May has seen more than its fair share of blockbusters opening big at the box office (Amazing Spider-Man 2, X-Men: Days of Future Past, etc.), but things may quiet down for a while in June – until Michael Bay’s Transformers: Age of Extinction arrives on the scene, anyway. The latest installment in the Hasbro science fiction movie franchise will undoubtedly be marketed continuously in theaters and on TV/the ‘Net, over the weeks that remain until it reaches theaters.
Age of Extinction isn’t just meant to launch another trilogy of Transformers films; it’s also designed to introduce a shiny new line of toys, including the ones based on the various Dinobots (like Grimlock) that are featured in the movie. Some of those characters have been glimpsed in previously-released promotional clips for the film (including, the latest one unveiled today), along with such newcomer Autobot players as Hound and Drift – voiced by John Goodman (The Monuments Men) and Ken Watanabe (Godzilla), respectively. (The latter pair don’t make a prominent appearance in the latest TV spot, unlike the Dinobots.)
Much like other supporting player Autobots featured in past live-action Transformers installments, Goodman and Watanabe’s CGI alter-egos are very over the top in their manners and presentation, drawing on human stereotypes as inspiration for their looks.
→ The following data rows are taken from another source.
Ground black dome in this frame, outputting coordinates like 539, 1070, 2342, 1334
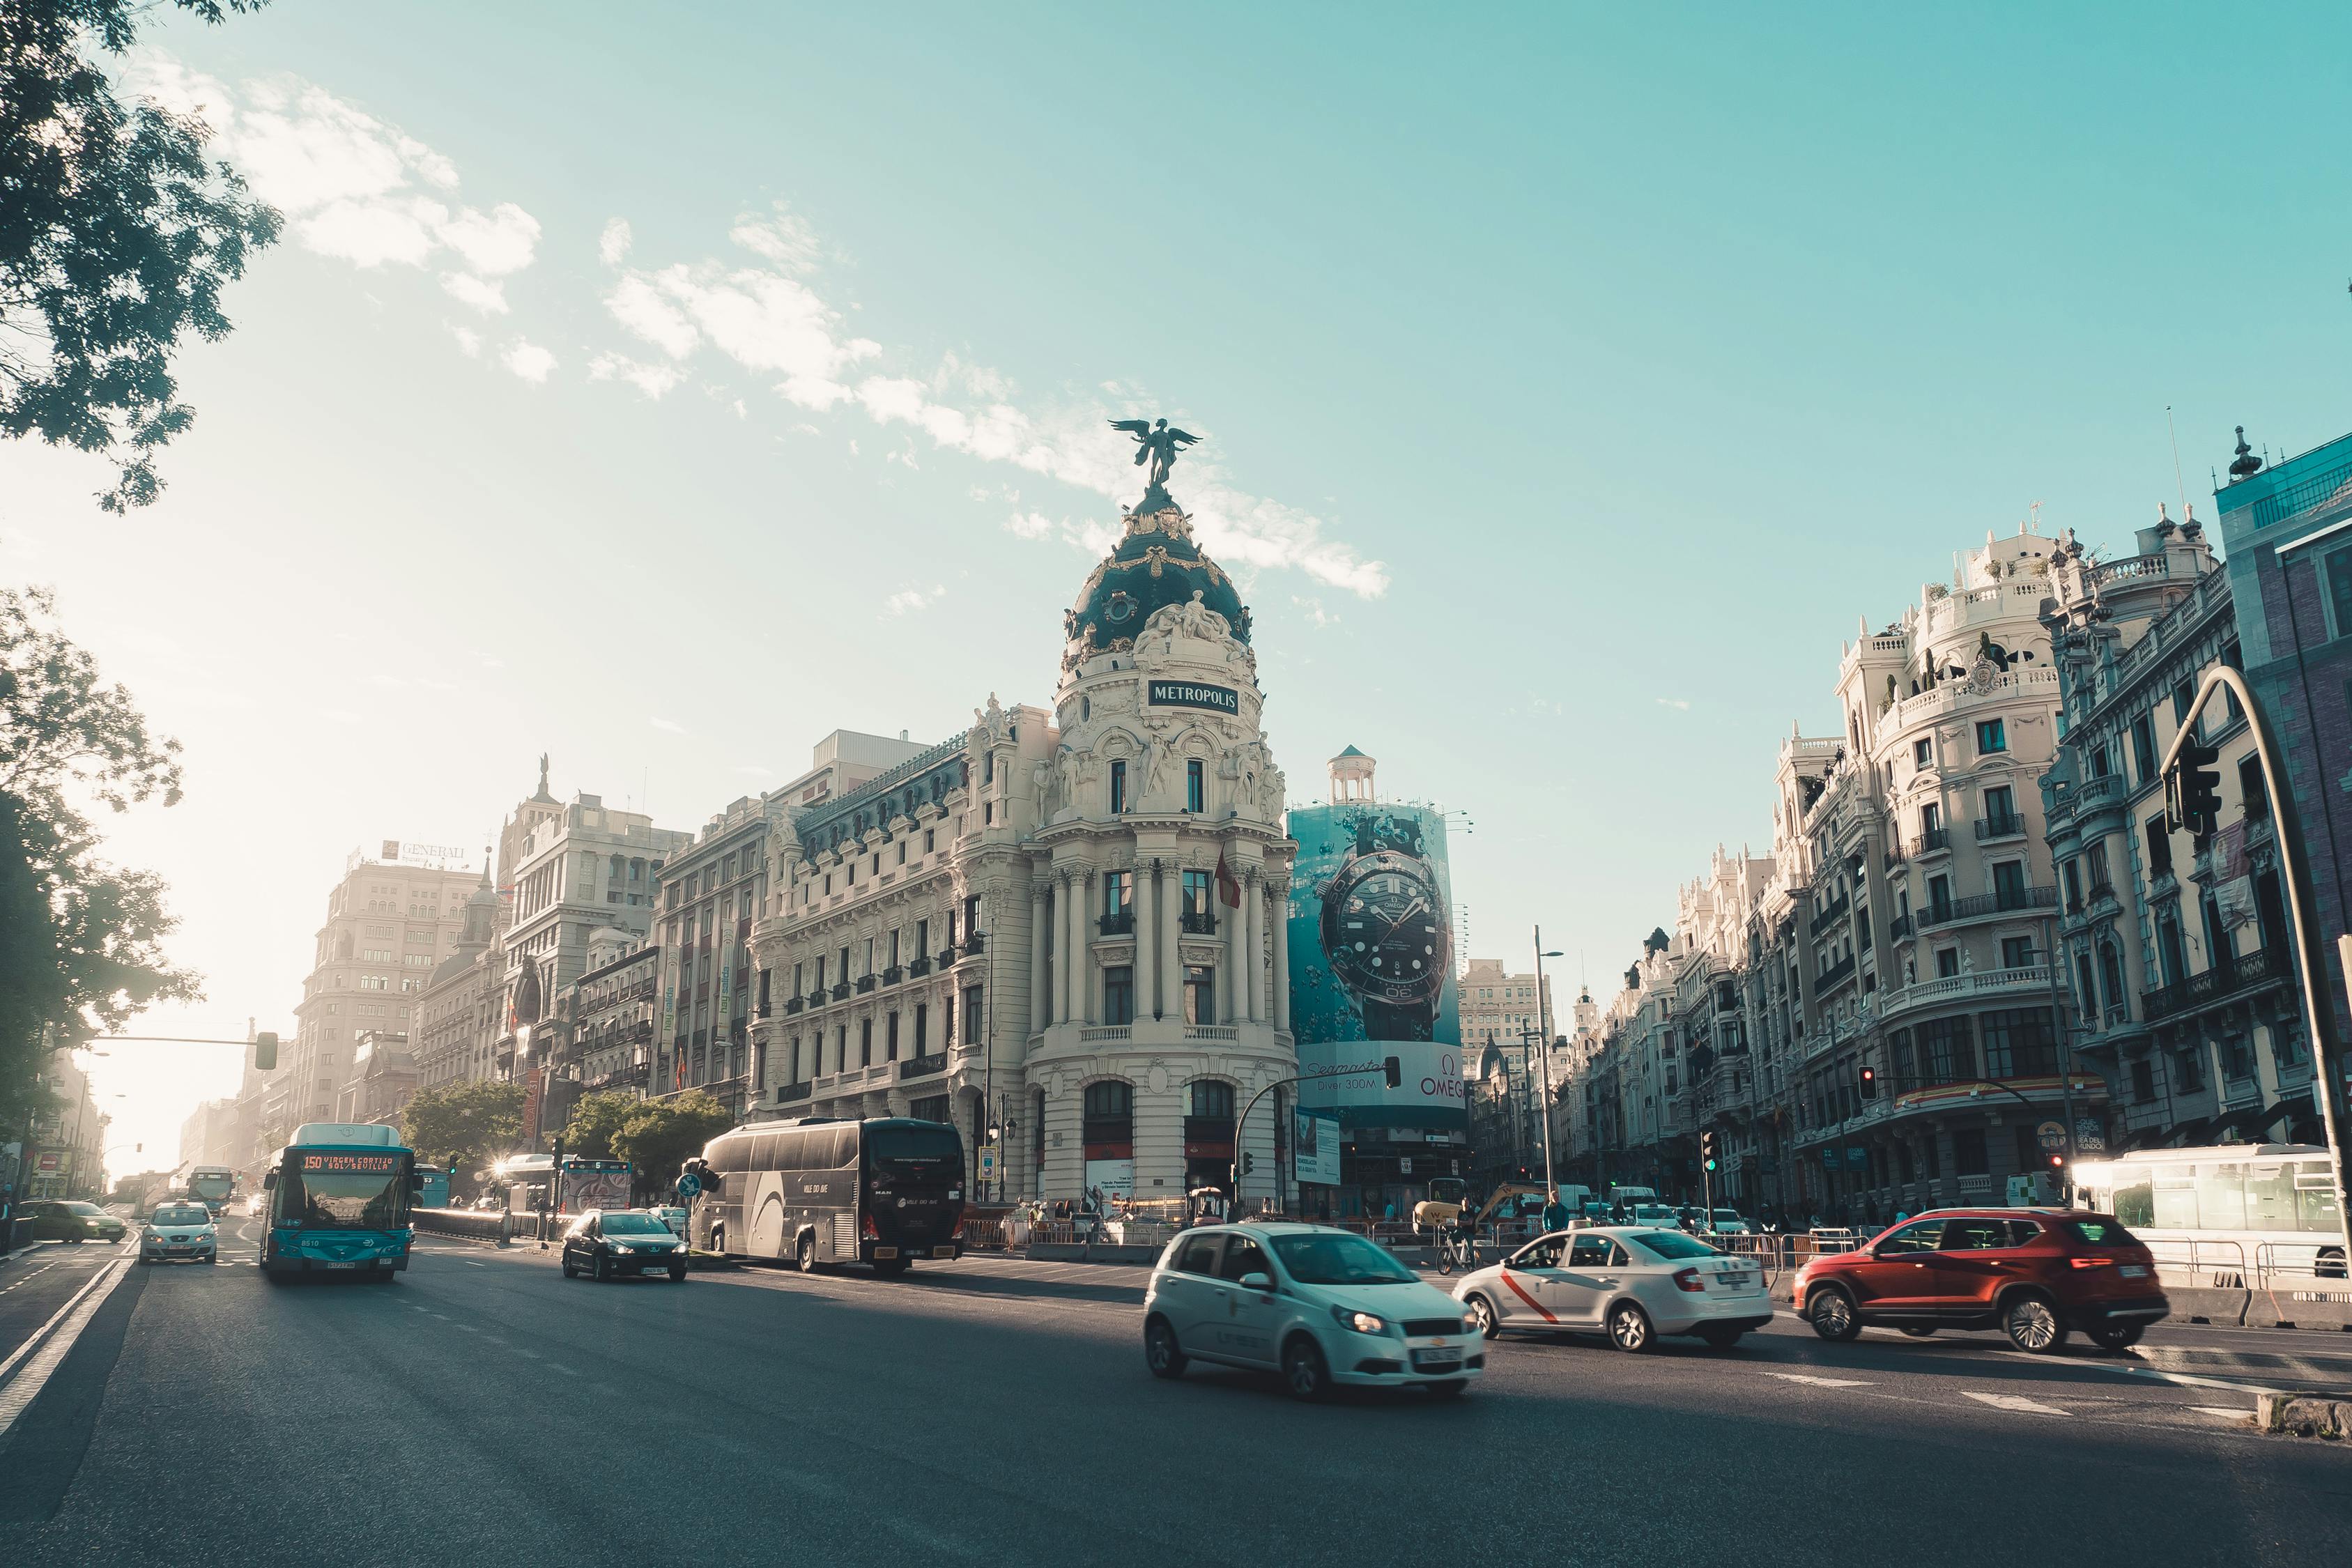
1065, 507, 1252, 655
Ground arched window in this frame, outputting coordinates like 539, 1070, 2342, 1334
2098, 944, 2125, 1015
1084, 1079, 1132, 1121
1189, 1079, 1235, 1120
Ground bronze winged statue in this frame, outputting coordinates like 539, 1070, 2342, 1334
1108, 417, 1201, 493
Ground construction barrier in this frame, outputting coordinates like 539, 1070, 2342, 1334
411, 1208, 511, 1245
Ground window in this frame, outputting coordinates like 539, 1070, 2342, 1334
1190, 1079, 1234, 1119
1173, 1234, 1221, 1276
2130, 715, 2158, 783
1921, 801, 1941, 834
1877, 1220, 1947, 1254
2086, 840, 2110, 895
2130, 1059, 2155, 1105
2157, 916, 2186, 986
2098, 944, 2125, 1014
1919, 1014, 1974, 1082
1183, 964, 1215, 1024
2239, 754, 2268, 822
1992, 860, 2027, 907
1217, 1234, 1269, 1284
1926, 873, 1951, 917
886, 1010, 900, 1061
1952, 1128, 1990, 1176
1109, 758, 1127, 815
859, 1017, 873, 1066
1102, 870, 1132, 922
1980, 1007, 2056, 1077
1975, 718, 2006, 755
1913, 737, 1932, 769
2073, 952, 2098, 1018
1186, 758, 1205, 814
2145, 816, 2173, 878
1103, 966, 1134, 1026
913, 1002, 928, 1056
1983, 785, 2015, 829
962, 984, 983, 1044
2001, 935, 2036, 969
1181, 870, 1212, 924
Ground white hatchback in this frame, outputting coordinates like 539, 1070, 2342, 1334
1144, 1223, 1483, 1400
1452, 1227, 1775, 1352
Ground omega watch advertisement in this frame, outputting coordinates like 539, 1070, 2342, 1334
1287, 801, 1466, 1129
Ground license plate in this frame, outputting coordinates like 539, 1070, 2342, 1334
324, 1261, 360, 1270
932, 1247, 955, 1259
874, 1247, 898, 1259
2120, 1264, 2148, 1278
1413, 1347, 1462, 1369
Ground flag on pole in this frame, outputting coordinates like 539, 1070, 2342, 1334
1215, 853, 1242, 908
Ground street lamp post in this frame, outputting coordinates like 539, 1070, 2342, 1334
1531, 932, 1564, 1196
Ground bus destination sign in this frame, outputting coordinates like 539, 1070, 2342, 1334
1146, 679, 1239, 715
299, 1153, 401, 1174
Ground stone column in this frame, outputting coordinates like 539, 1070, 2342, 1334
1135, 861, 1157, 1022
1241, 871, 1261, 1023
1077, 865, 1096, 1026
1164, 863, 1185, 1022
1224, 852, 1245, 1025
1030, 881, 1050, 1029
1272, 877, 1291, 1032
1052, 870, 1072, 1028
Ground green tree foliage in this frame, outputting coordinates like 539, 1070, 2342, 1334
400, 1079, 524, 1186
559, 1089, 643, 1162
2, 0, 280, 511
611, 1092, 733, 1197
0, 585, 194, 1132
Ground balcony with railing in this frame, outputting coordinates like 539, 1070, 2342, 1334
882, 964, 903, 986
899, 1054, 948, 1081
774, 1079, 812, 1103
805, 990, 827, 1010
1888, 912, 1914, 942
2142, 944, 2287, 1022
1909, 827, 1952, 859
1808, 896, 1852, 938
855, 974, 877, 994
1912, 885, 2057, 930
935, 948, 958, 969
963, 932, 987, 956
1179, 912, 1217, 935
1876, 964, 2054, 1024
1974, 811, 2027, 842
908, 955, 932, 977
1098, 911, 1135, 937
1816, 953, 1858, 990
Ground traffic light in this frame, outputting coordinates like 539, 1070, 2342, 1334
1242, 1152, 1255, 1175
1857, 1063, 1878, 1098
253, 1031, 278, 1071
2167, 737, 2223, 838
1700, 1132, 1719, 1173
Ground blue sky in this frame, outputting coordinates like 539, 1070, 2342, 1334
7, 3, 2349, 1164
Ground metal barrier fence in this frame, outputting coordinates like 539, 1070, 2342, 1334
412, 1208, 511, 1245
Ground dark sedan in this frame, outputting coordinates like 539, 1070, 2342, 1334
560, 1209, 689, 1282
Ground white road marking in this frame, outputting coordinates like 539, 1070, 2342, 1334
2119, 1365, 2290, 1399
0, 1256, 130, 1440
1762, 1372, 1875, 1388
2191, 1406, 2254, 1420
1962, 1391, 2070, 1416
0, 1262, 59, 1297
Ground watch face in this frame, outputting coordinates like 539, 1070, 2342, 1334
1322, 851, 1446, 1008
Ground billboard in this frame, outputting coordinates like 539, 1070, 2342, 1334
1286, 801, 1465, 1129
1293, 1109, 1342, 1185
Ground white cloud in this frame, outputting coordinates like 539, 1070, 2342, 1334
884, 583, 946, 617
501, 338, 555, 383
440, 272, 507, 314
599, 218, 633, 267
1656, 697, 1691, 712
1005, 511, 1056, 541
604, 274, 700, 359
1291, 595, 1339, 628
450, 325, 482, 357
729, 201, 821, 271
588, 352, 684, 400
650, 717, 687, 734
121, 59, 540, 294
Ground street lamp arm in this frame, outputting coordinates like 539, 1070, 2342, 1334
1231, 1059, 1399, 1207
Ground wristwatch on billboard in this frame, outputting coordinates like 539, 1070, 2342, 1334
1317, 813, 1449, 1041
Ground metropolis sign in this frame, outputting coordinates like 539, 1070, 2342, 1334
1146, 679, 1239, 715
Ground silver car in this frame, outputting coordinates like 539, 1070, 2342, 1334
1143, 1222, 1482, 1401
140, 1202, 219, 1265
1452, 1226, 1774, 1351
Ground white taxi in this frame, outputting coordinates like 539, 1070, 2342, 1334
1452, 1226, 1774, 1352
1143, 1223, 1483, 1400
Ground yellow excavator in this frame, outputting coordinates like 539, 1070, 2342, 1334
1411, 1178, 1549, 1233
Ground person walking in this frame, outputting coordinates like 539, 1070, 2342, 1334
1541, 1185, 1571, 1233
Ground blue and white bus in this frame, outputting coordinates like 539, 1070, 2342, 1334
257, 1123, 420, 1282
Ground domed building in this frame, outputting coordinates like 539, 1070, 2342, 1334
749, 485, 1299, 1220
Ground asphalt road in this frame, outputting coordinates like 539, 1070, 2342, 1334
2, 1224, 2349, 1568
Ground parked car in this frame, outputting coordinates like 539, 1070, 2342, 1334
1144, 1223, 1482, 1400
650, 1206, 689, 1238
560, 1209, 688, 1282
1454, 1227, 1775, 1352
140, 1203, 219, 1264
1793, 1209, 2167, 1353
19, 1199, 125, 1243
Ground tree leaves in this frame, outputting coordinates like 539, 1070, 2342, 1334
399, 1078, 525, 1191
1, 0, 279, 511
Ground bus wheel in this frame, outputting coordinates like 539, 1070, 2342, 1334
797, 1236, 817, 1274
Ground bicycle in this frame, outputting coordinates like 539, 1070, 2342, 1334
1432, 1229, 1478, 1276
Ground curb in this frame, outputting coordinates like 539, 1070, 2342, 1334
2256, 1392, 2349, 1439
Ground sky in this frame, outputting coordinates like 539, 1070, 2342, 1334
7, 3, 2351, 1179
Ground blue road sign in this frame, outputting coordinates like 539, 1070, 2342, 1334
675, 1171, 702, 1199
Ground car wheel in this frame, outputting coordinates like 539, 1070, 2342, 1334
1428, 1378, 1470, 1400
1607, 1301, 1655, 1354
1898, 1325, 1937, 1339
561, 1253, 576, 1279
708, 1227, 725, 1260
202, 1253, 217, 1266
797, 1236, 817, 1275
1808, 1286, 1861, 1343
594, 1253, 613, 1283
1144, 1315, 1187, 1380
668, 1266, 686, 1283
1466, 1293, 1500, 1339
2086, 1321, 2144, 1352
1282, 1336, 1332, 1401
1698, 1325, 1743, 1351
2002, 1291, 2068, 1354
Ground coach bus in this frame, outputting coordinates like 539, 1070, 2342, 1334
686, 1116, 965, 1277
182, 1165, 238, 1217
256, 1122, 420, 1282
2073, 1143, 2345, 1284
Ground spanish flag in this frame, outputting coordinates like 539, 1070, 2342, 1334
1215, 852, 1242, 908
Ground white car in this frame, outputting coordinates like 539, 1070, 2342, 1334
1629, 1203, 1683, 1229
651, 1206, 689, 1239
1452, 1226, 1775, 1352
1143, 1222, 1483, 1400
1707, 1209, 1750, 1234
140, 1202, 219, 1265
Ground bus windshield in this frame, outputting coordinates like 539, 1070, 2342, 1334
280, 1151, 408, 1230
187, 1170, 235, 1201
867, 1124, 963, 1183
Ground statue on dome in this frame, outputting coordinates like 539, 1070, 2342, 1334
1108, 417, 1201, 503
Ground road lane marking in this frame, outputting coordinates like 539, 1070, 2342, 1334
1761, 1372, 1874, 1388
0, 1263, 59, 1297
1962, 1391, 2070, 1416
2191, 1406, 2254, 1420
2119, 1365, 2289, 1399
0, 1256, 130, 1440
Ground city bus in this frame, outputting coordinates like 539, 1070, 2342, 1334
182, 1165, 237, 1217
685, 1116, 965, 1277
2073, 1144, 2346, 1284
256, 1122, 419, 1282
491, 1153, 632, 1217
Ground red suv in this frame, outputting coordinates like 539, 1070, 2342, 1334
1793, 1209, 2165, 1353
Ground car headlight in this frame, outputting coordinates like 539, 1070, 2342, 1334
1330, 1306, 1391, 1336
1459, 1313, 1479, 1335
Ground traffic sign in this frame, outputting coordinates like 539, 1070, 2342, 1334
2036, 1121, 2066, 1153
675, 1171, 702, 1199
978, 1148, 997, 1182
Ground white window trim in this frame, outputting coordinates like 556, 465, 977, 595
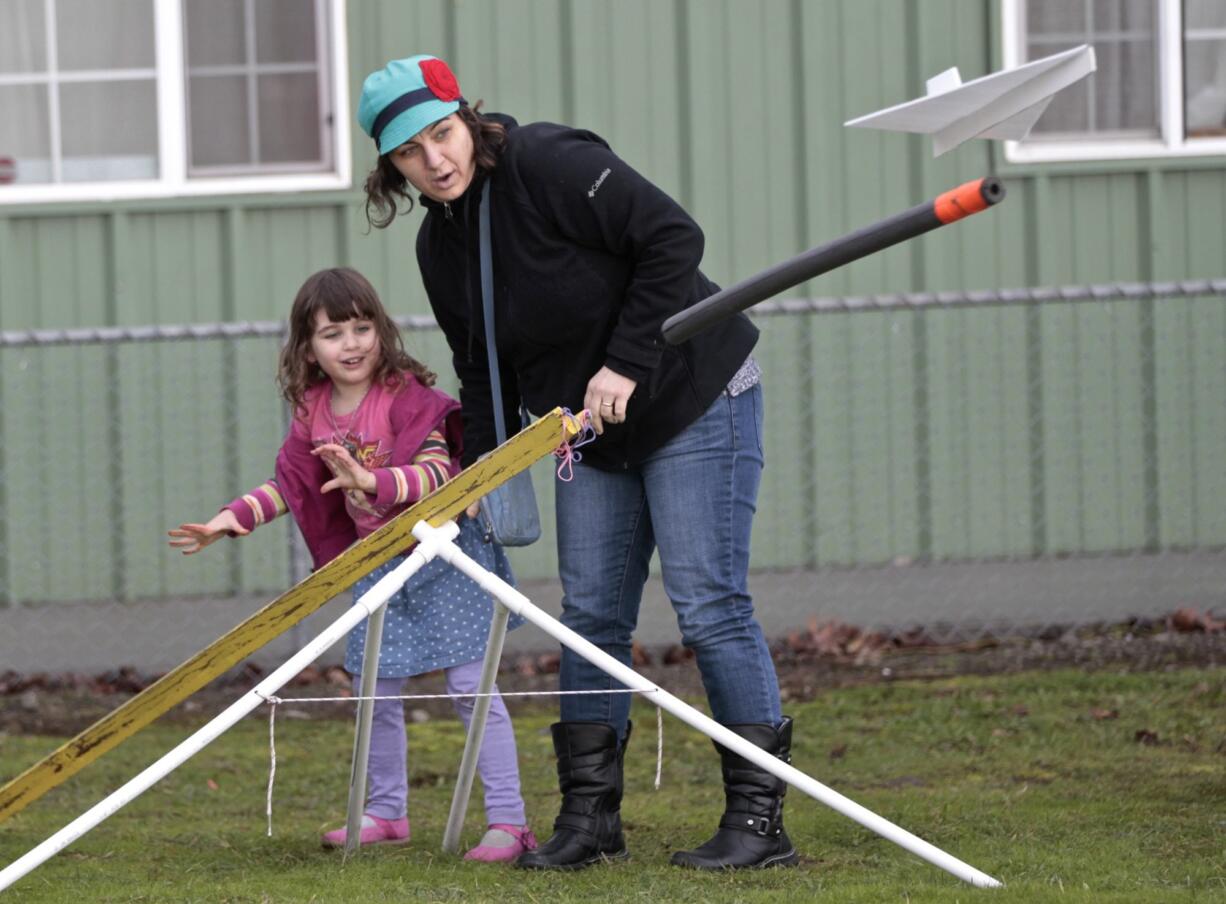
1001, 0, 1226, 163
0, 0, 351, 206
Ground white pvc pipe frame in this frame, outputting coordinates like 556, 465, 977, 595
0, 518, 1002, 892
0, 521, 457, 895
344, 591, 389, 854
412, 522, 1003, 889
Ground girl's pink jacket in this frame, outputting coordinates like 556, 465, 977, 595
271, 377, 463, 569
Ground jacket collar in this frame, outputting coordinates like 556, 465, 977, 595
419, 169, 485, 220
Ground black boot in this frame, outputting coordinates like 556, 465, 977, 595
515, 721, 632, 870
670, 716, 799, 870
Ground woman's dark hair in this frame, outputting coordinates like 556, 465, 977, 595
278, 267, 435, 416
362, 102, 507, 230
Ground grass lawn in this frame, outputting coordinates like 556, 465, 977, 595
0, 667, 1222, 903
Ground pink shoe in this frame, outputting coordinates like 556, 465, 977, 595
321, 814, 410, 849
463, 823, 538, 863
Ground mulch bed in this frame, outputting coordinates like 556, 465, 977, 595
2, 609, 1222, 738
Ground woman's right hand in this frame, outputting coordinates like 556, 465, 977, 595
168, 510, 248, 555
584, 366, 637, 434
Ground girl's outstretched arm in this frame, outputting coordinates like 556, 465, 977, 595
169, 478, 288, 554
167, 509, 248, 555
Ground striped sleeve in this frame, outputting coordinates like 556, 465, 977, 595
224, 479, 288, 533
372, 429, 453, 506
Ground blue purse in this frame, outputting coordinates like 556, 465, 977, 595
476, 179, 542, 547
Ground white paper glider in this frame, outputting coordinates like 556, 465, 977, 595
845, 44, 1096, 156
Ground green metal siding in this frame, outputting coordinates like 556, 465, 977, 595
1, 0, 1224, 604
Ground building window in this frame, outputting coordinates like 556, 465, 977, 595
184, 0, 330, 175
0, 0, 349, 203
0, 0, 159, 184
1184, 2, 1226, 139
1002, 0, 1226, 162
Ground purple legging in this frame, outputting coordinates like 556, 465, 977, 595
359, 659, 527, 825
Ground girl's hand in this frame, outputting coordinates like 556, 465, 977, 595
168, 510, 247, 555
313, 443, 377, 494
584, 366, 637, 435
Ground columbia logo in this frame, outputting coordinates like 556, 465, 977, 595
588, 168, 611, 198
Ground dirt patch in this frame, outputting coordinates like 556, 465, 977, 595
2, 614, 1223, 738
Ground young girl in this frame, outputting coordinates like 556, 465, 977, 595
167, 267, 536, 863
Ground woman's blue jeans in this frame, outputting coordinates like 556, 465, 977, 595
554, 384, 782, 737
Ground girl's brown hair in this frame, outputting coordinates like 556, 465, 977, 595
278, 267, 435, 416
363, 102, 507, 230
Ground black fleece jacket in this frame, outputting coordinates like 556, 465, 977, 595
417, 115, 758, 471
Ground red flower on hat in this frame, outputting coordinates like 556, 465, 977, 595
420, 58, 461, 102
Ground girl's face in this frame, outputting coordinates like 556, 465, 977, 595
388, 113, 476, 202
306, 309, 381, 394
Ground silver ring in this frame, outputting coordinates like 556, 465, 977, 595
600, 402, 613, 408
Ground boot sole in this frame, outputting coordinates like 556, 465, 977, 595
515, 848, 630, 871
670, 847, 799, 871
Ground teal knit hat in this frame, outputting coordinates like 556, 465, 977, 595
358, 55, 466, 155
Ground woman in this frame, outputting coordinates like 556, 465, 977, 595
357, 54, 798, 872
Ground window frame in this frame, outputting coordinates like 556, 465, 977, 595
0, 0, 351, 205
1001, 0, 1226, 163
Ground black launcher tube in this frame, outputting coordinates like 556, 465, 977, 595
662, 176, 1006, 345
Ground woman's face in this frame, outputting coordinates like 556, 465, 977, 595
388, 113, 476, 203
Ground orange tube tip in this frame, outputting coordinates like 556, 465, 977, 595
934, 178, 994, 224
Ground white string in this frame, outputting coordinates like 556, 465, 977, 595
255, 686, 665, 837
655, 706, 663, 790
265, 698, 277, 837
260, 687, 649, 705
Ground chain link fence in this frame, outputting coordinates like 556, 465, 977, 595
1, 280, 1223, 672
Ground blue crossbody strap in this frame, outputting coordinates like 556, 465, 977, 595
478, 179, 510, 445
473, 178, 542, 548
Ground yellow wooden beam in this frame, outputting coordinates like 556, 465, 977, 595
0, 409, 580, 823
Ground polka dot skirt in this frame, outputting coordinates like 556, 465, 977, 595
345, 516, 523, 678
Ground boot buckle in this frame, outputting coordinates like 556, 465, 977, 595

Similarly, even though Age of Extinction has been largely sold as a more serious action thrill ride than its predecessors (but still very much a popcorn flick), the humans glimpsed in the most recent footage – be they Kelsey Grammar (The Expendables 3) as a ruthless military type or T.J. Miller (Silicon Valley) as a comical sidekick to Mark Wahlberg and his family – seem to be as cartoonish as those in previous Transformers installments – just in different ways, is all.
In case you missed them, here are two more Age of Extinction TV spots that dropped recently (but are now available via the film’s official Youtube channel):
If non-fans look at the Transformers movies as pop art, though, it becomes easier to understand why so many keep on flocking to see every one of these films – since, in terms of pure spectacle and cinematic style, Age of Extinction looks to match and/or exceed anything Bay’s made before. There seems to still be a disconnect between the human narrative and Transformers storyline, so to speak – but really, that’s pretty much been the case since the first movie (and even there, the “heart” and subtext of the story was only just passable). So, by this point, it’s best to just accept that, rather than hold out for change.
Transformers: Age of Extinction opens in U.S. theaters on June 27th, 2014.